Por pbagora.com.br

A rede estadual de Saúde, na Paraíba deverá incluir, a partir desta terça-feira (12), o teste Schiller nos exames de colpocitologia oncócita ou Papanicolau, realizados pelas unidades de atendimento da rede estadual de saúde.

A lei publicada hoje no Diário Oficial foi decretada pela Assembléia Legislativa do Estado e recebeu a sanção do governador José Maranhão (PMDB).

De acordo com o novo dispositivo, as despesas decorrentes da aplicação desta lei ocorrerão à conta de dotações orçamentárias próprias do Estado.

Entenda:

No Brasil, estima-se que o câncer de colo de útero seja o terceiro mais comum na população feminina, sendo superado pelo câncer de pele (não-melanoma) e pelo câncer de mama. Esta alta incidência está diretamente relacionada à ausência de uma política que privilegie a educação para prevenção, bem como a baixa resolutividade dos serviços de saúde. Por este motivo, é digno de uma atenção especial das autoridades, dos profissionais em saúde e da população em geral.

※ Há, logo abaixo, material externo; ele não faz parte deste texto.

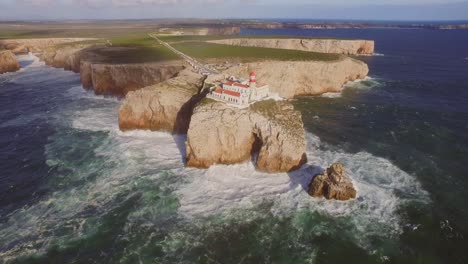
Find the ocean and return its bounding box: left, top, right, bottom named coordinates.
left=0, top=29, right=468, bottom=264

O câncer do colo uterino apresenta um dos mais altos potenciais de prevenção e cura, chegando perto de 100%, quando diagnosticado precocemente.
A colpocitologia oncócita também conhecida sob as denominações de exame de Papanicolaou, exame preventivo, exame citológico ou exame citopatológico, é amplamente usado na prevenção do câncer do colo de útero. Consiste na coleta de material cérvico-vaginal (células oriundas da ectocérvice) com o objetivo de identificar alterações celulares que precedem e/ou caracterizam o processo neoplásico, além de permitir identificação da microflora vaginal. É considerado um método de baixo custo que torna possível a detecção de lesões precursoras de formas iniciais da doença.

Todavia, a identificação de processos neoplásicos apenas pelo exame de Papanicolaou, como é comumente conhecido, pode apresentar falha, acusando falsos negativos, atingindo índices importantes, por isso a sua associação a outros exames a exemplo do teste de Schiller em sua fase final.

O teste de Schiller tem a finalidade de demarcar áreas de epitélio escamoso cervicovaginal, que é rico em glicogênio e, portanto, adquire uma coloração marrom-escuro. Áreas pobres em glicogênio adquirem uma tonalidade de amarelo suave, caracterizando um teste de Schiller positivo. Esta alteração não significa, necessariamente, a presença de lesão suspeita de neoplasia, devendo ser correlacionada com outros exames pelo ginecologista, assim como, se necessário, a colposcopia.

Assim, o exame de Papanicolaou deve ser complementado pelo teste de Schiller, por ser procedimento auxiliar e eficaz na constatação das lesões do colo uterino.

Portanto, a inclusão da obrigatoriedade do Teste de Schiller na realização do Exame de Papanicolaou, irá contribuir na melhoria das condições da saúde da mulher e, conseqüentemente, diminuir as despesas do erário público, uma vez que, sendo detectado precocemente o câncer de colo de útero, o seu tratamento é rápido, eficaz e de baixo custo.